A week after the U.S. jobs report printed a big fat zero, President Obama unveiled the much-awaited American Jobs Act. Let’s take a closer look at his proposals to find out whether they can get the troubled labor market back on its feet.

First up on the American Jobs Act is Obama’s plan to implement tax cuts for small businesses. This would involve cutting in half the taxes paid by businesses on their first 5 million USD in payroll. This would benefit most American companies since roughly 98% of firms have payrolls below 5 million USD. Aside from that, firms that increase their payroll either by adding new workers or increasing the salary of their current workers will enjoy a complete payroll tax holiday.

Obama also wants to encourage more Americans to return to the workforce. He plans to do this by giving tax credits to companies that hire unemployed veterans and by preventing layoffs of teachers, cops, and firefighters.
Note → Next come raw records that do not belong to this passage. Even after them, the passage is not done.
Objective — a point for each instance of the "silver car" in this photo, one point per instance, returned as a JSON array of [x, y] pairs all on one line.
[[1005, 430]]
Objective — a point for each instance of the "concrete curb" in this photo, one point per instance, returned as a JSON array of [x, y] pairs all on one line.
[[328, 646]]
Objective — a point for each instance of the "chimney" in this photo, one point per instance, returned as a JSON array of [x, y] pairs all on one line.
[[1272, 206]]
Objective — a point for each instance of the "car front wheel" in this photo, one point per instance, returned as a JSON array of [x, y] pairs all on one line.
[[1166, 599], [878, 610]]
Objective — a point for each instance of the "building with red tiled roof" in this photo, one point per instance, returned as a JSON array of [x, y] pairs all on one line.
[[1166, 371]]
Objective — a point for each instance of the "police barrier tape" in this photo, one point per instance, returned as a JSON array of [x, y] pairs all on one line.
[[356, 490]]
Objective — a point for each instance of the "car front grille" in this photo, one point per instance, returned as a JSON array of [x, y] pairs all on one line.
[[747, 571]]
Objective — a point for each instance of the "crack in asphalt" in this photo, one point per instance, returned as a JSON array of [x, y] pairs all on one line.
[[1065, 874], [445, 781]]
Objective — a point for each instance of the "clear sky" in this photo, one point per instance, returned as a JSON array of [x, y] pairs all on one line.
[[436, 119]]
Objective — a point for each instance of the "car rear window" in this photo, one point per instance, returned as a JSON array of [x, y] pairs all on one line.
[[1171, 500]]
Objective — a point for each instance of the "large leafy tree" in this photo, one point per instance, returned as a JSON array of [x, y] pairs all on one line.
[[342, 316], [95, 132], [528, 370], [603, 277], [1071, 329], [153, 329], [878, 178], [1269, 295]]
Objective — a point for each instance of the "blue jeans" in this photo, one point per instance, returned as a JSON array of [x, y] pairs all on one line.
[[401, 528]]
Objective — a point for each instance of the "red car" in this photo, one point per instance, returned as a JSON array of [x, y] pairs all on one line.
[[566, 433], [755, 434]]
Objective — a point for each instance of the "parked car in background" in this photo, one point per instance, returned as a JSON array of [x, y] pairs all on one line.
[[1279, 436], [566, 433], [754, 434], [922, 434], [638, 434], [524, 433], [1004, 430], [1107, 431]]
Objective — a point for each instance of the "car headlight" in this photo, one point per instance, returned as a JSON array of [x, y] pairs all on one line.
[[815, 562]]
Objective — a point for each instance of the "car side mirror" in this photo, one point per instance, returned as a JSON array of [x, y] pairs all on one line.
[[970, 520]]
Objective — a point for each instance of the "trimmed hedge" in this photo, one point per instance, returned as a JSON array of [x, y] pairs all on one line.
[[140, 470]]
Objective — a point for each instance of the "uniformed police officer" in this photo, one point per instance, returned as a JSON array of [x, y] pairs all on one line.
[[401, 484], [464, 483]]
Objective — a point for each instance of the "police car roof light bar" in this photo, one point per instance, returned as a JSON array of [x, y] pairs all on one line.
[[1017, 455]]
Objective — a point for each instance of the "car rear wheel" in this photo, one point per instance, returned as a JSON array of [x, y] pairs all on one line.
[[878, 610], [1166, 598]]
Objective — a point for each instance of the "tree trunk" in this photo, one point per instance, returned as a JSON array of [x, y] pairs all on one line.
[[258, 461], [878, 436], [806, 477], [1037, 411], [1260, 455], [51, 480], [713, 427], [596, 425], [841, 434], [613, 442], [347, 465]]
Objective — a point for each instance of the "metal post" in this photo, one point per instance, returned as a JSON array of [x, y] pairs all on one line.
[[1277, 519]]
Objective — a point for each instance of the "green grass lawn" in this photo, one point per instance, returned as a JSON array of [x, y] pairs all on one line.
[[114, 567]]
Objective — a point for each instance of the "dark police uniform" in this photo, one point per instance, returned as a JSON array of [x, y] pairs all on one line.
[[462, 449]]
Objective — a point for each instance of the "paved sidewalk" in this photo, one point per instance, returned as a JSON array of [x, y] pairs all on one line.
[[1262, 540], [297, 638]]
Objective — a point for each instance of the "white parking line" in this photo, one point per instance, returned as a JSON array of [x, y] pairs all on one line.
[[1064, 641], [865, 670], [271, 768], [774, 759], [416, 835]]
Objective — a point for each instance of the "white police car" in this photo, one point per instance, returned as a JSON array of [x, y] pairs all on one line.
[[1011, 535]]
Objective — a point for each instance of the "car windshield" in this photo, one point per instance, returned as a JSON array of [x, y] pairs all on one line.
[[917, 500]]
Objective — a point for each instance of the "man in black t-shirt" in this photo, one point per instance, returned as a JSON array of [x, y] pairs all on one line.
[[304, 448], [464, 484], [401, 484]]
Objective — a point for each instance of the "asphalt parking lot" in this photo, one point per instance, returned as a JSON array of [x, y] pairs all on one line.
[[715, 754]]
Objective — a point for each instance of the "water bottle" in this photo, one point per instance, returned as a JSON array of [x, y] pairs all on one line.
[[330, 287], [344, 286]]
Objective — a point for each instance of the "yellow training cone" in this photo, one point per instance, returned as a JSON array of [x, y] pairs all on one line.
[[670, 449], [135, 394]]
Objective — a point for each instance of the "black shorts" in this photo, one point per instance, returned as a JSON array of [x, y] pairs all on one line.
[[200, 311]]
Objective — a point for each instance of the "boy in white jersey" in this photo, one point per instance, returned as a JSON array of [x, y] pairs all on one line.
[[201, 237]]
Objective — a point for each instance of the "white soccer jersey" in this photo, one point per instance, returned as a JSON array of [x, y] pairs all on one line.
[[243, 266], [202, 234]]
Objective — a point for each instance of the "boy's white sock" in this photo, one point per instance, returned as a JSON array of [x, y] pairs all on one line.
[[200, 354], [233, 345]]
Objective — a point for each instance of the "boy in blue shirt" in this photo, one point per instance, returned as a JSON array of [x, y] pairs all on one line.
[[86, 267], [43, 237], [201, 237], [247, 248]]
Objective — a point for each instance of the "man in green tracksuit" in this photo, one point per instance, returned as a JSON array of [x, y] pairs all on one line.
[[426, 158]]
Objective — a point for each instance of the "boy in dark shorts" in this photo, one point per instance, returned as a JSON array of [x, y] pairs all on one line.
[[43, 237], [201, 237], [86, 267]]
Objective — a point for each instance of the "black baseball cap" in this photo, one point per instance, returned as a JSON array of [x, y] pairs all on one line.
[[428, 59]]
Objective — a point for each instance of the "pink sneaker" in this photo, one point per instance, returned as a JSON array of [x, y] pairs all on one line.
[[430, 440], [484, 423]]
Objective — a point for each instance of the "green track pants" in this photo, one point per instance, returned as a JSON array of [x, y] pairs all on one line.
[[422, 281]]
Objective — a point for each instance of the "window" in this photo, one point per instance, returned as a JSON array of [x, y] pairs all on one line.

He also laid out his plans to rebuild and modernize America’s infrastructures, effectively resulting in hiring more workers.

Another part of the bill is Obama’s proposal to reform unemployment insurance. He plans to allow states to use unemployment insurance funds for programs such as work-sharing, voluntary on-the-job training, and entrepreneurship opportunities, and subsidized employment for the youth. On top of all those, he wants to expand the payroll tax cut implemented last year to 2012.

However, despite these awesome proposals, there are still those who remain unimpressed.

Perhaps the biggest flaw that naysayers have pointed out is that it’s nothing more than a short-term plan. They criticize the Jobs Act for not addressing the important issues that hamper economic growth. Specifically, it doesn’t say much about reviving the housing sector, nor does it present ways for the U.S. to cope with Europe’s financial crisis.

There’s also the hefty price tag that comes along with the stimulus plan which amounts to a whopping 447 billion USD. It’s no secret that the U.S. has a burgeoning budget deficit and some analysts are worried that it may take the Treasury Department about ten years to earn all that money. Heck, there are even those who say that the plan may lead to another debt ceiling increase!

But of course, President Obama is smart enough not to let that happen. After all, he insisted a few months ago that the Treasury should stop hiking the debt ceiling. So where does he plan to get all that money from?

Well, let’s just say that Mr. President plans to make the big ballers fund the jobs plan. By clamping down on the tax breaks of individuals earning more than 250,000 USD per year, oil companies, and corporate jet owners, the government hopes that it could save up to over 400 billion USD.

Taxes on profits of private equity executives, hedge fund managers, and property investors will also be implemented to generate revenue and cover the remainder of the expenses.

To be perfectly honest, I’m not entirely head over heels for Obama’s plan. Sure, according to estimates, the Jobs Act would boost GDP by 1.3% in 2012 and would translate to 1.3 million people getting jobs. However, come 2013, it would only add a measly 0.2% to economic growth.

Looking at the glass half full rather than half empty though, we have to acknowledge that it is a start. After all, there isn’t a fast and fail-proof way to reinvigorate a struggling economy. Who knows, President Obama’s plan may just do the trick and get the labor market back on track.